2.2 RBAC with User Groups For large platforms, creating a role for thousands of users is still costly. Grouping users with similar scenarios into a user group lets you assign roles and permissions to the group, simplifying bulk changes.

2.3 Role Inheritance RBAC When roles form a hierarchy (e.g., design lead → design member), higher‑level roles inherit all permissions of lower‑level roles and can add extra ones. Inheritance can be represented as a tree or a directed acyclic graph.

2.4 Restricted RBAC Some roles must be mutually exclusive (e.g., a user cannot be both “athlete” and “referee”). Within a role group only one role can be assigned, while different groups may coexist. Restrictions can also be quantitative, such as limiting the number of administrators in a team.

3. Splitting and Designing Permissions

Permissions typically consist of page, operation, and data elements. Page permissions are prerequisite for operation permissions, and data permissions govern CRUD actions. Design should modularize each page and operation with independent interfaces, ensuring smooth user experience even when some actions are hidden.

Key design points:

Determine whether permissions are configured in the backend (fixed roles) or exposed to the front‑end for dynamic, tenant‑specific customization.
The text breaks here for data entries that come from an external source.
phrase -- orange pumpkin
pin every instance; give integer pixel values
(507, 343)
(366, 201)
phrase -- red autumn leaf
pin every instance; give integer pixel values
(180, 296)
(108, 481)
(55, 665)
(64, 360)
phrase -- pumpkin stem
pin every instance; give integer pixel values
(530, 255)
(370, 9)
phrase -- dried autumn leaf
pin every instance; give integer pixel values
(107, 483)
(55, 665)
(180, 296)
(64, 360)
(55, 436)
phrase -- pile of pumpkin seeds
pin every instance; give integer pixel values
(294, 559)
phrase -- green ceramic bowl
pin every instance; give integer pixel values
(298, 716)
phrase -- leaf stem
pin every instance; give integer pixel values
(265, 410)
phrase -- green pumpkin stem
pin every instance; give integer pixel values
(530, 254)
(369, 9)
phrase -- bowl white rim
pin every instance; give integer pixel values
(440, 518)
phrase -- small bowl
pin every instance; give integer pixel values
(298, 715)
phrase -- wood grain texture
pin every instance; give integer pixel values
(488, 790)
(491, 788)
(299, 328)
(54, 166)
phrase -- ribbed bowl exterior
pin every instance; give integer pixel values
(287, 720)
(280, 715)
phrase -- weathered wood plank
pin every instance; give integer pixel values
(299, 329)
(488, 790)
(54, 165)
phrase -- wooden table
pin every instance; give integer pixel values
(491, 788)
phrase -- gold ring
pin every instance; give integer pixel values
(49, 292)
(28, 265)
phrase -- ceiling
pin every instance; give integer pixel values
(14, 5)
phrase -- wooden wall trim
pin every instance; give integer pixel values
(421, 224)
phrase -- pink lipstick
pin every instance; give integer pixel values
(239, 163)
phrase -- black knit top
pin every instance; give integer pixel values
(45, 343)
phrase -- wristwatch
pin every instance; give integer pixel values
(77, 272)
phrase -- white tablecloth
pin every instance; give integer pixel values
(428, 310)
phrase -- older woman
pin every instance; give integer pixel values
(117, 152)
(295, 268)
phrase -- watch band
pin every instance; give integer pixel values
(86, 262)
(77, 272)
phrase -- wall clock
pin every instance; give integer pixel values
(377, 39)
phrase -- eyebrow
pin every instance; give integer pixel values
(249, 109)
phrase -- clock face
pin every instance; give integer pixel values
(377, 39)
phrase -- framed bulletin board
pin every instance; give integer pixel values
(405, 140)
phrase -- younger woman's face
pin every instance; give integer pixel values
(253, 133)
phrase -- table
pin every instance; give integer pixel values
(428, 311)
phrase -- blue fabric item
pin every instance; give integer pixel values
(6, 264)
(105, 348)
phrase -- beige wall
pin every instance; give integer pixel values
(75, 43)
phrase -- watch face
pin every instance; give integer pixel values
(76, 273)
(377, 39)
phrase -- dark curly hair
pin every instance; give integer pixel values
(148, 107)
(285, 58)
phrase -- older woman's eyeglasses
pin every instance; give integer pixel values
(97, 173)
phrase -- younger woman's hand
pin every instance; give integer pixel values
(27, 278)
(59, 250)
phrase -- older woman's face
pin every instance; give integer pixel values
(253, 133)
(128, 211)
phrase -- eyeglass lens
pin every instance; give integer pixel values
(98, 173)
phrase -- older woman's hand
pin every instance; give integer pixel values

Break down each object into basic units (e.g., view, add, delete, edit) and combine inseparable actions into a single unit when necessary.

Prioritize page permissions before operation and data permissions.

Ensure view permission is granted before any modify permissions.

Recognize that role‑permission relationships go beyond simple yes/no, encompassing data scopes, limits, and field‑level restrictions.

4. Practical Tips

4.1 Hidden admin Reserve an admin role for initial system setup; it may be visible as a “super admin” or kept invisible for internal staff.

4.2 Initial permission assignment Provide default roles (e.g., guest) for new users and optionally map initial permissions to user attributes such as job title.

4.3 Self‑management in user administration Prevent a sole admin from deleting or demoting themselves, which would leave the system without management capability.

4.4 No‑page‑permission prompts When a user accesses a URL without the required page permission, display a clear “no permission” message instead of a silent failure.

5. Summary

Permission system design is about defining nodes and their relationships:

Nodes

User

User group

Role

Role group

Permission (page, operation, data)

Permission group (page, operation, data)

Relationships

Yes/No (assignment)

Inheritance

Restrictions (mutual exclusion, range, boundary, field)

Clarifying all logic and flexibly combining these nodes enables hundreds of viable permission‑design solutions.